Mein Name ist Dorothee Ott, ich bin Tierärztin und seit 2018 bei PerformaNat Doktorand. Zu meinen Aufgaben zählte die Durchführung einer Fütterungsstudie. Wie so eine Doktorarbeit im Stall abläuft, dazu möchte ich euch einen kleinen Einblick geben.
Wir wollten herausfinden, ob der Calciumstatus der Milchkühe im Kalbezeitraum mit phytogenen Wirkstoffen verbessert werden kann. 120 Kühe nahmen an der Studie Teil, die Hälfte der Tiere bekam den Zusatz, der andere Teil der Kühe bildete die Kontrollgruppe. Um die Auswirkungen messen zu können, wurden Blutproben aus der Schwanzvene genommen und verschiedene Parameter untersucht. Jede Kuh wurde ca. 13 mal dafür von mir besucht. Viele der Tiere gewöhnten sich gut an mich und machten bereitwillig mit. Bei einigen hielt sich die Freude jedoch sehr in Grenzen, ganz besonders bei Nr. 506.
Nr. 506 war eine der ältesten Damen in meinem Versuch und eigentlich eine kleine unscheinbare, nett aussehende Braunviehkuh. Leider war diese Begeisterung füreinander nur einseitig, denn von ihrer Seite definitiv nicht. War sie an der Reihe, musste ich nie lange suchen, denn es war die Einzige, die beim ersten Anblick meiner Person sofort das Weite suchte.
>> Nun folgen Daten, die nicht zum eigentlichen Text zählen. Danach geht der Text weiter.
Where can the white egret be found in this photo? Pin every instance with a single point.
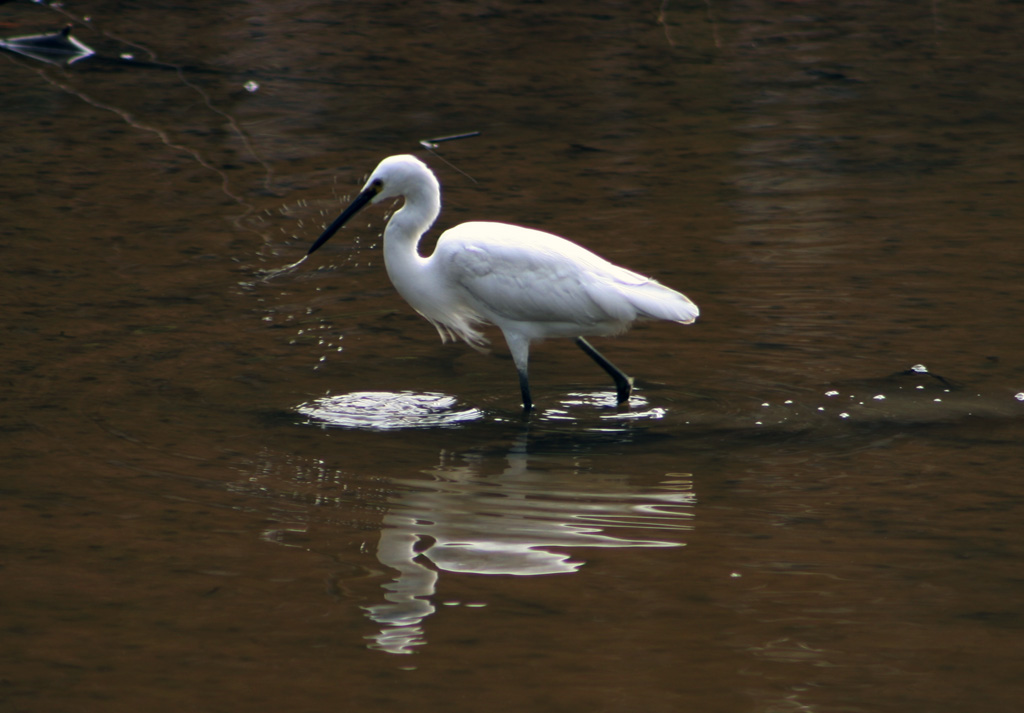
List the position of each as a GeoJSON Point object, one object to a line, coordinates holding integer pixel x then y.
{"type": "Point", "coordinates": [529, 284]}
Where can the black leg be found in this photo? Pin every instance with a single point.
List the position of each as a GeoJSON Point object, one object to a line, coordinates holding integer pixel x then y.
{"type": "Point", "coordinates": [624, 384]}
{"type": "Point", "coordinates": [527, 403]}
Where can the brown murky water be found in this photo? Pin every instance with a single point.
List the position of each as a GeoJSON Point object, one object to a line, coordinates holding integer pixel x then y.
{"type": "Point", "coordinates": [223, 492]}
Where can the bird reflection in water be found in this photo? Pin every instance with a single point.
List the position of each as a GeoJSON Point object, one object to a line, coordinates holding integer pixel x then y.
{"type": "Point", "coordinates": [519, 522]}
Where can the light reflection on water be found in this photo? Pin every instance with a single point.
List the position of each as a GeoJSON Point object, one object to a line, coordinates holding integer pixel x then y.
{"type": "Point", "coordinates": [524, 520]}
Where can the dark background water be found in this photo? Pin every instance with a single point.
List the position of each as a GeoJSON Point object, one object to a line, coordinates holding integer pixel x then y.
{"type": "Point", "coordinates": [778, 522]}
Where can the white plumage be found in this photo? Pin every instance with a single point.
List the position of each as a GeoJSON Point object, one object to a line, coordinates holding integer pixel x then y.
{"type": "Point", "coordinates": [529, 284]}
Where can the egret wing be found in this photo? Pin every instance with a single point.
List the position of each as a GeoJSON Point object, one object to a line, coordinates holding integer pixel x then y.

Damit ergab sich Problem Nr. 1: dieser Sturkopf musste erst mal ins Fressgitter gebracht und dort fixiert werden. Klingt eigentlich ganz einfach, war es aber meist leider nicht. Wir drehten oft einige Runden im Laufstall, bis wir überhaupt erst am Fressgitter ankamen. 30 Minuten war keine Seltenheit, bis ich sie soweit hatte. Meine einzige Chance, sie auch dort fixieren zu können, bestand darin, dass ich schon 2 Kühe so platziert hatte, dass wirklich nur noch ein Platz dazwischen war und sie dann genau dort rein zu bringen. Die Beinarbeit war nun getan, jetzt kam das Krafttraining mit den Armen an die Reihe und Problem Nr. 2: die Blutentnahme. Mit dem einen musste der Schwanz nach oben gedrückt werden und mit der anderen Hand die Nadel in die Schwanzvene gestochen werden, um an die Blutprobe zu kommen. Wenn allerdings die Kuh plötzlich anfängt eine Tanzeinlage mit besonderem Hüftschwung aufzuführen, sobald man den Schwanz nur in die Hand nimmt, wird das plötzlich eine schwierige Geschichte. Sie schaffte es immer wieder, dass ich aufgeben und von Neuem starten musste. Das volle Blutröhrchen war am Ende jedenfalls sehr hart erkämpft.
Über den letzten Versuchstag, an dem die 506 auf der Liste stand, waren wir beide sehr froh. Eine extra Hand Kraftfutter als Friedensangebot ließ ich mir nicht nehmen. Es dauerte allerdings noch weitere 2 Monate, bis sie nicht mehr bei meinem Anblick aus dem Staub machte.
Den Beitrag zu meiner Studie hat Nr. 506 dennoch tapfer abgeleistet. In nächster Zeit werden die Ergebnisse zu den Effekten von phytogenen Wirkstoffen auf den Calciumhaushalt in der Transitzeit veröffentlicht und ich kann meine Doktorarbeit abschließen.
So bleibt die Kuh Nr. 506 in gewisser Weise unvergessen!